A fronte di questa minaccia concretissima l’Europa è oggi costretta, con enorme ritardo, a dotarsi di strumenti autonomi di difesa comune. Non il tanto citato esercito europeo, per una ragione strutturale: non esiste e non è alle viste un effettivo governo europeo – federale o confederale che sia – tanto che a tutt’oggi la politica estera, che decide dell’impiego dell’eventuale esercito europeo, non è affatto materia comunitaria, ma è gestita in modo tutt’altro che omogeneo da ognuno dei ventisette Paesi membri.
Un esercito europeo impone il comando di un vertice politico assolutamente unico, gerarchico e univoco che disponga regole d’ingaggio e operative precise e non ambigue. Un comando monocratico che non può essere esercitato con decisioni assembleari. In democrazia, deve essere autorizzato dai Parlamenti, espressione della sovranità popolare. Ma, una volta autorizzato, deve essere sotto un rigido comando unico. Comando che oggi in Europa è addirittura disomogeneo dal punto di vista istituzionale, in Francia come in Italia, il comando delle Forze Armate è prerogativa del Presidente della Repubblica, in Germania, Stato federale, in tempo di pace, il comando delle Forze Armate è del ministro della Difesa, in tempo di guerra, del Cancelliere. In Spagna, una monarchia, il comando delle Forze Armate è prerogativa del re, istituzione non elettiva. In altri Paesi europei il comando è, vuoi prerogativa del Capo dello Stato, vuoi del premier.

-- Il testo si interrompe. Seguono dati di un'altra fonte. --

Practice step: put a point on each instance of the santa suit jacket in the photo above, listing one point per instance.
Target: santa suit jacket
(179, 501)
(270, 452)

Un quadro istituzionale composito, ancora una volta, che peraltro nessuno ha mai tentato di armonizzare. La domanda “chi è il commander in chief?” dell’esercito europeo è destinata a non avere mai risposta.
Proprio questa unicità obbligata del comando e della gerarchia militare è infatti la ragione del fallimento di tutti i pluridecennali tentativi di costituire un esercito europeo sin dagli anni Cinquanta. Costituirlo, infatti obbliga a costruire prima o contemporaneamente uno Stato Europeo, e in questo Stato, obbliga a definire una figura istituzionale unica che eserciti in modo monocratico il potere militare, che dia gli ordini operativi, dopo la delega del parlamento. E va ricordato che tuttora il Parlamento europeo non ha potere legislativo, ma solo di chiedere alla Commissione di emettere una legge che poi, in seconda battuta, approva.
Il punto, dunque, è che nessuno Stato europeo, in primis quello francese – e senza la Francia, unico Paese continentale dotato di armamenti nucleari, non c’è Europa – ha mai accettato di delegare, se non a sé stesso, il più scabroso e complesso esercizio della sovranità nazionale: inviare in guerra propri cittadini a uccidere e a farsi uccidere.
Scartato dunque il cammino verso un esercito europeo che pretende un’unificazione politica che non è assolutamente all’ordine del giorno, il vecchio continente può far fronte alla possibile decadenza della protezione americana e a una Nato a rigido comando statunitense in preda all’isolazionismo trumpiano, seguendo strade pragmatiche.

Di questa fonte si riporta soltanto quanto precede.